Martwe piękno: szkielety świętych ozdobione złotem i klejnotami
Martwe piękno: szkielety świętych ozdobione złotem i klejnotami

Wideo: Martwe piękno: szkielety świętych ozdobione złotem i klejnotami

Wideo: Martwe piękno: szkielety świętych ozdobione złotem i klejnotami
Wideo: Niesamowite historie zwierząt, które uratowały ludzkie życie - YouTube 2024, Może
Anonim
Po lewej: St. Lucius w Heiligkreuztal. Po prawej: Św. Feliks w Surzey
Po lewej: St. Lucius w Heiligkreuztal. Po prawej: Św. Feliks w Surzey

Złote koronki, luksusowe stroje, wyszywane perłami, bezwstydny blask szlachetnych kamieni – na fotografiach Paula Kudunarisa cały ten przepych organicznie współistnieje z pustymi oczodołami, obnażonymi czaszkami, nagimi kośćmi i wysuszonym ciałem, niszcząc granice między pięknem a brzydotą.

W 1578 r. w Rzymie, podczas prowadzenia prac wykopaliskowych, budowniczowie natknęli się na sieć podziemnych katakumb, w których pochowano tysiące wczesnych męczenników chrześcijańskich. Zmarłych kanonizowano pośmiertnie i wkrótce usunięto z ostatniego sierocińca. Szczątki zostały rozdzielone między europejskie kościoły katolickie, aby zastąpić święte relikwie zniszczone podczas reformacji protestanckiej. Przybywając pod nowe adresy, szkielety zostały poddane starannej renowacji i otrzymały nowe ubrania, o których prawdopodobnie nie mogli nawet marzyć za życia: szaty bogato zdobione złotym haftem, peruki, korony inkrustowane drogocennymi kamieniami i wspaniałe zbroje. Cały ten ziemski luksus miał służyć jako przypomnienie niebiańskich skarbów, które czekają na sprawiedliwych po śmierci.

Saint-Getrey w Ursbergu
Saint-Getrey w Ursbergu
Św.
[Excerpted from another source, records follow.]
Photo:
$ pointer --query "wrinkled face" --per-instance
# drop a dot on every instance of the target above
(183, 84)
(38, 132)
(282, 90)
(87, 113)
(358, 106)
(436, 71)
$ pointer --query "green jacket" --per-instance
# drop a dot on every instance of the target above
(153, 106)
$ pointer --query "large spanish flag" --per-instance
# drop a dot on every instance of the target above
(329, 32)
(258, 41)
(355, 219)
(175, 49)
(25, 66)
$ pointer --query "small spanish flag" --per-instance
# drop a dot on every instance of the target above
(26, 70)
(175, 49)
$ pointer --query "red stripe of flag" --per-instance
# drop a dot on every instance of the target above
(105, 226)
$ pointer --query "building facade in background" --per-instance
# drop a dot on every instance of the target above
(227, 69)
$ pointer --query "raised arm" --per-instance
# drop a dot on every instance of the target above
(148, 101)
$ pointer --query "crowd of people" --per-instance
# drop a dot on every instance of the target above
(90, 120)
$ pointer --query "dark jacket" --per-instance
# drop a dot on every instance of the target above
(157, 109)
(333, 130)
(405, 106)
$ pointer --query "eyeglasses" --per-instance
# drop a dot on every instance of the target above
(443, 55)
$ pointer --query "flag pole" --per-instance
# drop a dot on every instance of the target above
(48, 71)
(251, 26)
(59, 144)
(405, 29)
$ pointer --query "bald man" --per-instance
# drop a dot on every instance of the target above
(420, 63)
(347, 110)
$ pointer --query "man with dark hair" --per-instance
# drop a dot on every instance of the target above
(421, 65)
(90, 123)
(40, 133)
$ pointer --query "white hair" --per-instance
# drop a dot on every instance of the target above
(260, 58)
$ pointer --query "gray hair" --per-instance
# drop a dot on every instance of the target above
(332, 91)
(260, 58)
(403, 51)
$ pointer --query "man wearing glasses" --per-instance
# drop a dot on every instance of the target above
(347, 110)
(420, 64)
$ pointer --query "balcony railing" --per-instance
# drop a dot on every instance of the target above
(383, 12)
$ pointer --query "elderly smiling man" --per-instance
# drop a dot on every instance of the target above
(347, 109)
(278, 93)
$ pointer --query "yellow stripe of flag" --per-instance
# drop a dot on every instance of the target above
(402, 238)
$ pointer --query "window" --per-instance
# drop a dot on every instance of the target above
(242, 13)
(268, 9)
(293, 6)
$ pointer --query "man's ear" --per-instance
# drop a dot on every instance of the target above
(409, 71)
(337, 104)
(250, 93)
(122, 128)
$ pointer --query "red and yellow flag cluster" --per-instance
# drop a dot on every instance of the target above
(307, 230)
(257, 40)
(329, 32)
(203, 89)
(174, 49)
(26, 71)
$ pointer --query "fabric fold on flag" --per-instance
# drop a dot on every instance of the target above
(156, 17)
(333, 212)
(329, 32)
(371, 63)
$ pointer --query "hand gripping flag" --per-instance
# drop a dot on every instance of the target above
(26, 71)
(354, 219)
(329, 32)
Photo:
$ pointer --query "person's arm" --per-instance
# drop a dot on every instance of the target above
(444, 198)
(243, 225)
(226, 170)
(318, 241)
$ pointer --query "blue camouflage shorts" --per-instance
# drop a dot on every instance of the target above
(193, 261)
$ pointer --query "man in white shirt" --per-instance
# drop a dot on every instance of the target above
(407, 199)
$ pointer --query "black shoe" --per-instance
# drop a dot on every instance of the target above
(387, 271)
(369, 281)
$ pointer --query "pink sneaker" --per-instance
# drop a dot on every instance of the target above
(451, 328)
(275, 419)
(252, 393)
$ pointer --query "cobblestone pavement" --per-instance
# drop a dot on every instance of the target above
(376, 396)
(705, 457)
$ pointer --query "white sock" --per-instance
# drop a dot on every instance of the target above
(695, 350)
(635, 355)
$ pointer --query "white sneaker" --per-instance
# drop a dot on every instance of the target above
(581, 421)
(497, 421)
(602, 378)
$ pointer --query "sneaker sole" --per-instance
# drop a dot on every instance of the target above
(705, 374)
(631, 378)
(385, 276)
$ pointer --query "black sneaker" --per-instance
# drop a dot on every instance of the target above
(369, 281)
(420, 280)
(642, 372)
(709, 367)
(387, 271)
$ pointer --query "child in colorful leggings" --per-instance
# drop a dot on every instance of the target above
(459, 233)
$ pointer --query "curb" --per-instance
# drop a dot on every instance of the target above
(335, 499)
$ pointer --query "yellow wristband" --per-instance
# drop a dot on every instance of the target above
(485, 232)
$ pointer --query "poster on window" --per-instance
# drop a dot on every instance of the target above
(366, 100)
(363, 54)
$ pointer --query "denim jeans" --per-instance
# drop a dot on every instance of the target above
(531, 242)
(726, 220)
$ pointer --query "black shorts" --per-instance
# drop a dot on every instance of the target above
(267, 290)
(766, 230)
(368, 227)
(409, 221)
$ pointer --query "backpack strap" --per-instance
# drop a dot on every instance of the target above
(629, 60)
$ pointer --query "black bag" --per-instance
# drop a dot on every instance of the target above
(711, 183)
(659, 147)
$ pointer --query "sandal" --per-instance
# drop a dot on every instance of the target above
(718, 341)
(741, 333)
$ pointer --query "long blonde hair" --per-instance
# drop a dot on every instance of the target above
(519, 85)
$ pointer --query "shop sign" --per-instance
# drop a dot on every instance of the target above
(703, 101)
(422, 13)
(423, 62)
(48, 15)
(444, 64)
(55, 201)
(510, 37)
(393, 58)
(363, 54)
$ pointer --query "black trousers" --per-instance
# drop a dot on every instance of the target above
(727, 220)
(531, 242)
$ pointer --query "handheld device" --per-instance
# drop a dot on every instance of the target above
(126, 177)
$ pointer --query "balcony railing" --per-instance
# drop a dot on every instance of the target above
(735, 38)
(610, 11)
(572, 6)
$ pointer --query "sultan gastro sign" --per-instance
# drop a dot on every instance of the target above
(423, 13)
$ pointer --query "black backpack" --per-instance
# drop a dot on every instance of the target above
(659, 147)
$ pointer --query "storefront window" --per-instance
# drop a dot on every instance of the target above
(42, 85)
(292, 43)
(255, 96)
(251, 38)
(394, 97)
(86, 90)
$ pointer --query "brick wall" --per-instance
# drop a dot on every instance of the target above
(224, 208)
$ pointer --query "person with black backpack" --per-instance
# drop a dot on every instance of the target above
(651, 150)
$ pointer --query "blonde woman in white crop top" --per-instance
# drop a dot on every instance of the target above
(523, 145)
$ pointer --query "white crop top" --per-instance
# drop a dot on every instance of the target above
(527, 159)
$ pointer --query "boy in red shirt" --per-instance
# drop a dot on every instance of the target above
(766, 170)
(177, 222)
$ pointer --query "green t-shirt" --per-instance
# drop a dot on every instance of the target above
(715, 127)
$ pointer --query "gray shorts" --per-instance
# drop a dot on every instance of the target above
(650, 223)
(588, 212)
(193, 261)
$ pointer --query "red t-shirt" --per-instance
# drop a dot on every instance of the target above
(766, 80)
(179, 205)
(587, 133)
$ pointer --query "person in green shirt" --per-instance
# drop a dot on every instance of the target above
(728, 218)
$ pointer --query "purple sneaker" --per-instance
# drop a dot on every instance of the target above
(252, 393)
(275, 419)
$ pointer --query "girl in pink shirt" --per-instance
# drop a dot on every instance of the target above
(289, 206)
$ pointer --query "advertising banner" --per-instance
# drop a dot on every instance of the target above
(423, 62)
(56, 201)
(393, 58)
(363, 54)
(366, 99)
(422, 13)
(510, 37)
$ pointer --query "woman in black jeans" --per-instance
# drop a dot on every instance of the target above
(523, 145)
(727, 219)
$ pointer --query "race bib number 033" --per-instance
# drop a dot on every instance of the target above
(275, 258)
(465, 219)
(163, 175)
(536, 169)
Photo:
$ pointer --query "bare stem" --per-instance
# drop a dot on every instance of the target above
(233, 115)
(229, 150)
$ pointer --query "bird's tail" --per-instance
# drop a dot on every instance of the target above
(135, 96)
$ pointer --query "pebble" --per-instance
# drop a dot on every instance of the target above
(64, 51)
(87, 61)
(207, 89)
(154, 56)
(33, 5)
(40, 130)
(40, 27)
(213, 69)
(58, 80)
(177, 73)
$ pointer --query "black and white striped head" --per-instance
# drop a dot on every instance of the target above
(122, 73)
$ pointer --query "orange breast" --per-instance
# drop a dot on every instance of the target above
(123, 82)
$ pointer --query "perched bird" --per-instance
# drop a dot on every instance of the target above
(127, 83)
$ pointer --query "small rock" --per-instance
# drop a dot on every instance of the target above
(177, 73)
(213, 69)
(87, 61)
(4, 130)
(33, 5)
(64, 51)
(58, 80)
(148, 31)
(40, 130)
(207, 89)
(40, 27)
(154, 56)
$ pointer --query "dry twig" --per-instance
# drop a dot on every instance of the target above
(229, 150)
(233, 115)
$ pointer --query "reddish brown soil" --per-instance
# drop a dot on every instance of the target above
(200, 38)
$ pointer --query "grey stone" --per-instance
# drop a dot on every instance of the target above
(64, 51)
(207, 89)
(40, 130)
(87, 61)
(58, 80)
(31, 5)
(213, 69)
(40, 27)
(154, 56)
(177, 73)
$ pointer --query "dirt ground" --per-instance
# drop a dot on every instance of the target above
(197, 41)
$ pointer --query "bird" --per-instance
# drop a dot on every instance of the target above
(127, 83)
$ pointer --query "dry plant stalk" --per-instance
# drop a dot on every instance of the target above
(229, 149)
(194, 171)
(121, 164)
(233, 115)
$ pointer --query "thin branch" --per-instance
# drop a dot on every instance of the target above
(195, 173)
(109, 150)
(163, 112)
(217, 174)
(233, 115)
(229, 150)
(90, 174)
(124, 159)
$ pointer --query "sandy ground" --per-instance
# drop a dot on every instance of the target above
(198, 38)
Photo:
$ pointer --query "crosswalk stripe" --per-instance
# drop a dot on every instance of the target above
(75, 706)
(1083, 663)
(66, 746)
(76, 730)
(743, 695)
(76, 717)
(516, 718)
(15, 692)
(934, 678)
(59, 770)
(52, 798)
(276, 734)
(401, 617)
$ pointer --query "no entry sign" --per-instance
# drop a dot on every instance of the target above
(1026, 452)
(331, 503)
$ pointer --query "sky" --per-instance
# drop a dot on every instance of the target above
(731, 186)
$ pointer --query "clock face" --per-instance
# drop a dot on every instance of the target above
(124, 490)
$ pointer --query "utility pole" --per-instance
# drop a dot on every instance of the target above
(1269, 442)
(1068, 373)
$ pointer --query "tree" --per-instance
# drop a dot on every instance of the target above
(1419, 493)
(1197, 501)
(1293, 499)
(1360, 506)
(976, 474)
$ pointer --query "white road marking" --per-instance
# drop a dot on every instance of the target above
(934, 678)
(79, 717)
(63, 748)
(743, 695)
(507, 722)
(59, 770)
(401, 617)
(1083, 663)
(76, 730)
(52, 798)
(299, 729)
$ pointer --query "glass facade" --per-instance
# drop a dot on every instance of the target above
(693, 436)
Benedykt w kościele św. Michała w Monachium
Św. Benedykt w kościele św. Michała w Monachium

W ciągu ostatnich kilku lat historyk i fotograf Paul Koudounaris, który specjalizuje się w fotografowaniu grobowców, mumii, relikwiarzy i innych upiornych artefaktów, uzyskał dostęp do wielu zamkniętych instytucji religijnych, aby jako pierwszy w historii ludzkości fotografować mieszkańców tych ponurych grobowce. Fotografie Pawła przepełnione są atmosferą średniowiecznych opowieści i legend o zmarłych królach. Są głęboko metaforyczne i po prostu oszałamiająco piękne.

Święty Walenty w Waldsassen
Święty Walenty w Waldsassen
Walentynkowa ręka
Walentynkowa ręka

W wywiadzie Paul opowiada, jak to wszystko się zaczęło: „Po raz pierwszy dowiedziałem się o tych szkieletach podczas pracy nad książką„ Imperium Śmierci”. Książka jest o kryptach, a ja fotografowałem kryptę ozdobioną czaszką we Wschodnich Niemczech, kiedy miejscowy podszedł do mnie i zapytał, czy chciałbym zobaczyć cały szkielet pokryty klejnotami i trzymający kubek własnej krwi. Co za pytanie! Zapytanie faceta, który podróżuje po świecie i fotografuje takie czaszki, jest jak pytanie dziecka, czy chce pojechać do krainy słodyczy. Odpowiedziałem, że bardzo chcę, a on wyjaśnił, jak znaleźć małą opuszczoną kapliczkę, w której zachował się taki szkielet. Początkowo myślałem, że to tylko lokalna ciekawostka, ale w miarę kontynuowania pracy nad Imperium Śmierci, coraz częściej zacząłem znajdować takie szczątki. W końcu zdałem sobie sprawę, że są one częścią dużego zjawiska, które całkowicie zniknęło z oczu historykom sztuki i nie znalazło żadnego odzwierciedlenia w kulturze wizualnej.”

Na początku tego miesiąca zdjęcia Kudunarisa ukazały się w formie książki zatytułowanej „Ciała niebieskie”.